My First Eligibility Post, or, Stuff I Published in 2017

I have in the past avoided eligibility posts, mostly because I assumed people who wanted to read my work would find it via either the magazines that published it or my earlier posts. But then I saw ACWise collecting 2017 eligibility lists on twitter, and talking about why they’re valuable. She’s right. There’s so much fiction being published now it’s very easy to lose stories. I certainly need the reminder of what I’ve read, so I’m assuming other people do, as well.

So here’s my list, and my contribution to keeping track of 2017 in SF/F. All three of these are Hugo/Nebula/Aurora eligible, and fall into the short fiction category in each case:

“Lares Familiar, 1981” appeared in Liminal Stories back in May. It’s about the Cowichan Valley and the logging industry and a family with an uncomfortable relationship to both.
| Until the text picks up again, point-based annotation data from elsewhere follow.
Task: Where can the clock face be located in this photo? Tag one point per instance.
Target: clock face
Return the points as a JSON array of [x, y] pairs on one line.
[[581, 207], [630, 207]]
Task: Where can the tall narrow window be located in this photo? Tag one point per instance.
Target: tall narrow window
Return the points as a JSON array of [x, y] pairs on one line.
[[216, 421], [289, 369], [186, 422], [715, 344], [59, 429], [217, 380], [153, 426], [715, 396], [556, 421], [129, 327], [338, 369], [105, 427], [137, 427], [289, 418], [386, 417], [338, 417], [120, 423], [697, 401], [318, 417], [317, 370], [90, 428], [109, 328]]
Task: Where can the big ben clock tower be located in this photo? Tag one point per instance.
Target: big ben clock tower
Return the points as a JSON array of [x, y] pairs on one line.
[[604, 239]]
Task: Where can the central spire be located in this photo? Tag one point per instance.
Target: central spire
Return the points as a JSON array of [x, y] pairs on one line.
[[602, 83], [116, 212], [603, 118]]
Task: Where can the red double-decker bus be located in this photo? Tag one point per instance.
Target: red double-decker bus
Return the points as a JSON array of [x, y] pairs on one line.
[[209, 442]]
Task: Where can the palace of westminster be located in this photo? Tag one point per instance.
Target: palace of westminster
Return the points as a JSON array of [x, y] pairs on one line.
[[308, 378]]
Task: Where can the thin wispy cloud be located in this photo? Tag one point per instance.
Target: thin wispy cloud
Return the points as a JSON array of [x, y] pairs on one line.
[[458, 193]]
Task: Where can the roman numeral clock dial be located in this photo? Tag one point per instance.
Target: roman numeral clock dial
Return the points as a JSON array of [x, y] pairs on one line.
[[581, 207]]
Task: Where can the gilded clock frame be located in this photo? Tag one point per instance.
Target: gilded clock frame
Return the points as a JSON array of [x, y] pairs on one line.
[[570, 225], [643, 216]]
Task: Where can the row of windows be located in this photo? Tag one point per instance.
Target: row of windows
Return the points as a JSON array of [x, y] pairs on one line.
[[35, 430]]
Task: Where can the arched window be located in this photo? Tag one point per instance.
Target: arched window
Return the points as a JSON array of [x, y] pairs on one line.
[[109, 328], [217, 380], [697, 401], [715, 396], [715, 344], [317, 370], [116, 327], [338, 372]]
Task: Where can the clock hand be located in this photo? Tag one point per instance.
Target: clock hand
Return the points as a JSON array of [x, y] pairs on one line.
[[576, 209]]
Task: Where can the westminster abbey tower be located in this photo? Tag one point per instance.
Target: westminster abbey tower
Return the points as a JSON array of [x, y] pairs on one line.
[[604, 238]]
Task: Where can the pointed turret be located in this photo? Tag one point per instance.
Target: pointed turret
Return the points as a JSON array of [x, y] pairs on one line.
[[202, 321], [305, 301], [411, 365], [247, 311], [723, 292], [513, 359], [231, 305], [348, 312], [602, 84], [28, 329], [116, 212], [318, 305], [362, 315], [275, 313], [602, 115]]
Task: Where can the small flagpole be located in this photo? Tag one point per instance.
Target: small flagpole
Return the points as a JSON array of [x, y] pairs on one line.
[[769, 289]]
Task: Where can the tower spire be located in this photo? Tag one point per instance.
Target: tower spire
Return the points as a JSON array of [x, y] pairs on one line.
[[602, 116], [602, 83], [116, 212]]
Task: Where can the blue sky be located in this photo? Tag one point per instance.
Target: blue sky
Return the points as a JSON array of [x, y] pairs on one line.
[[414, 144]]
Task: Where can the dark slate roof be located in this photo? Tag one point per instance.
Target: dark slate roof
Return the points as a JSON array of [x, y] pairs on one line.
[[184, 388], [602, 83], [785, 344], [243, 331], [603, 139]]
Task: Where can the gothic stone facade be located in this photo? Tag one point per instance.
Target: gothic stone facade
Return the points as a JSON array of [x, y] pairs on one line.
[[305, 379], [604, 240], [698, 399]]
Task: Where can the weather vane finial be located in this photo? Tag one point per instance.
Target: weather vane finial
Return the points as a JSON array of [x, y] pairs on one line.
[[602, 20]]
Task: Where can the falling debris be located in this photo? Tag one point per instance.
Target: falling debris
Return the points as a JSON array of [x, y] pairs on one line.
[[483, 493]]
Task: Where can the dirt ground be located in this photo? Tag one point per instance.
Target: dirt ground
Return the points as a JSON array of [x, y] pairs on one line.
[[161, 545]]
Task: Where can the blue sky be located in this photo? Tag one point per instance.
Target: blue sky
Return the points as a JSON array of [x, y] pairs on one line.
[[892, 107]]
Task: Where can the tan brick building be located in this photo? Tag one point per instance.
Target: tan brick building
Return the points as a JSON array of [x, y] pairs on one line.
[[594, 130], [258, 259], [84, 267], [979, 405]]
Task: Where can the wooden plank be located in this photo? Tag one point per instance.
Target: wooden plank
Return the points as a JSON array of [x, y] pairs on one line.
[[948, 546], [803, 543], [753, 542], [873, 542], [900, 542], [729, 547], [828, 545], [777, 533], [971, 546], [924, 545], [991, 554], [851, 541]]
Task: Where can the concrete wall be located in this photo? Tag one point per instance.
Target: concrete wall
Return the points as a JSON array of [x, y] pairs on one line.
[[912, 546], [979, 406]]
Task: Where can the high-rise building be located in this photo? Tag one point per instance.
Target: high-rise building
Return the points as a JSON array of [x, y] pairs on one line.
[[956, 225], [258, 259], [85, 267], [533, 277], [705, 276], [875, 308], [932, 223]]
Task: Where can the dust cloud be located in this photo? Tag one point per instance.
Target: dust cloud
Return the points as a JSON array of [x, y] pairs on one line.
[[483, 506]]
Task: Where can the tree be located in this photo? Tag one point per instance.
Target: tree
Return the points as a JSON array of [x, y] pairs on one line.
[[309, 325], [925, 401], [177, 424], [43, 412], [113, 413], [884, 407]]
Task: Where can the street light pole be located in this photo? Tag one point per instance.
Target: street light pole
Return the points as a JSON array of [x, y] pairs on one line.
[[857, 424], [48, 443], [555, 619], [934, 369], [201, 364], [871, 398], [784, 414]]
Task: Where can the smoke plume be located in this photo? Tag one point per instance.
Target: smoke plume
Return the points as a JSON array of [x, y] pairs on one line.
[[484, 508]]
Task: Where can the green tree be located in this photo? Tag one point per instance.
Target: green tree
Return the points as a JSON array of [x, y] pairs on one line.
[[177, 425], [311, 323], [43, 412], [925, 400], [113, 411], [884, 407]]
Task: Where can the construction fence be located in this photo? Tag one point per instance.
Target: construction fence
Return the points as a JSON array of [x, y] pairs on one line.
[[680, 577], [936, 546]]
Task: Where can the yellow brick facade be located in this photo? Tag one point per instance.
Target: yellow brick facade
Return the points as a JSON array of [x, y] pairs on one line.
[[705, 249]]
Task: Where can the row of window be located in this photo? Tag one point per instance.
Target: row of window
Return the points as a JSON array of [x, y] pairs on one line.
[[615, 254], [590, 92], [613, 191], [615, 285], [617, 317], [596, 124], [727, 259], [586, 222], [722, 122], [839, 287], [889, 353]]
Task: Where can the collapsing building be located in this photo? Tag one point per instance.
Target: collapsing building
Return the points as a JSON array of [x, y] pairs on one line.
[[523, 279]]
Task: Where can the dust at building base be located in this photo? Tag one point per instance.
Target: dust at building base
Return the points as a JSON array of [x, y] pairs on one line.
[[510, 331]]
It’s another of my attempts to capture the uneasy feeling that certain legends give me– those stories about strange encounters that never quite resolve, but leave you with a sense of how how huge and complicated and strange the world really is.

“On Highway 18” (this takes you to an interview about the story and includes some buy links if you’re interested) appeared in the September/October issue of The Magazine of Fantasy and Science Fiction. Another one about strangeness on Vancouver Island, and about violence and the intensity of adolescent friendship.

“The Fall of the Mundaneum” appeared in Beneath Ceaseless Skies in September. It’s very close to my heart, and I used the story to organize and process a lot of thoughts about the First World War and how the world ends, about the beauty and frustration and vulnerability of archives. I love Oskar (the main character) who is smart and naive and resilient. I love the world, which is full of pre-FWW optimism and utopianism as it falls to the Guns of August.

And that’s my literary 2017: the rainy Pacific coast of Canada; strange meetings; genius loci; mal d’archive; our relationship with history both personal and political; memory; early 20th century optimism and early 20th century violence colliding in the First World War.